# Bagging in backtesting

#### by Gustavo Soares

In this notebook you will apply a few things you learned in the [FinanceHub's Python lectures](https://github.com/Finance-Hub/FinanceHubMaterials/tree/master/Python%20Lectures) as well as in the [FinanceHub's Quantitative Finance Lectures](https://github.com/Finance-Hub/FinanceHubMaterials/tree/master/Quantitative%20Finance%20Lectures). In particular, we will take use what we have learned about the [Bootstrap](https://github.com/Finance-Hub/FinanceHubMaterials/blob/master/Quantitative%20Finance%20Lectures/bootstrap_in_finance.ipynb).


## Introduction

The [Bootstrap](https://github.com/Finance-Hub/FinanceHubMaterials/blob/master/Quantitative%20Finance%20Lectures/bootstrap_in_finance.ipynb) is used in many situations in which it is hard or even impossible to directly compute the standard deviation of a quantity of interest. However, it is an extremely powerful tool for prediction as well.

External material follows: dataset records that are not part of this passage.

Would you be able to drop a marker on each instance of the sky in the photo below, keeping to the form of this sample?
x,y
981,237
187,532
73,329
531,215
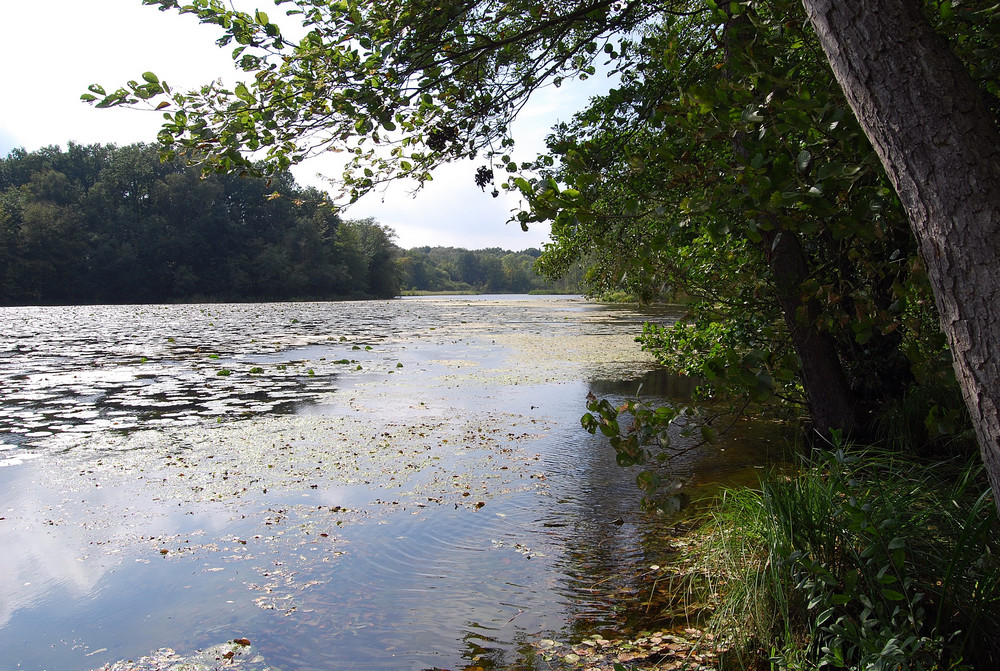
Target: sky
x,y
54,49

Often time, prediction methods suffer from high variance and low accuracy. This means that if we split the training data into two parts at random, and fit a decision tree to both halves, the results that we get could be quite different. **Bootstrap aggregation**, or **bagging**, is a general-purpose procedure for reducing the bagging variance of a statistical learning method. It is particularly useful and frequently used in the context of [decision trees](https://github.com/Finance-Hub/FinanceHubMaterials/blob/master/Quantitative%20Finance%20Lectures/tree_based_methods_in_fx.ipynb).

Let's get started by importing a few things and get right away to an example.

### FX trading example

Here we will use the example of FX trading to illustrate how to use bagging for predictions. We have discussed previously the three main types of signals in FX trading:
[carry](https://github.com/Finance-Hub/FinanceHubMaterials/blob/master/Quantitative%20Finance%20Lectures/carry.ipynb), [momentum](https://github.com/Finance-Hub/FinanceHubMaterials/blob/master/Quantitative%20Finance%20Lectures/time_series_momentum.ipynb) and [value](https://github.com/Finance-Hub/FinanceHubMaterials/blob/master/Quantitative%20Finance%20Lectures/ppp_value_in_fx.ipynb). So, let's start by getting the data on these three types of signals.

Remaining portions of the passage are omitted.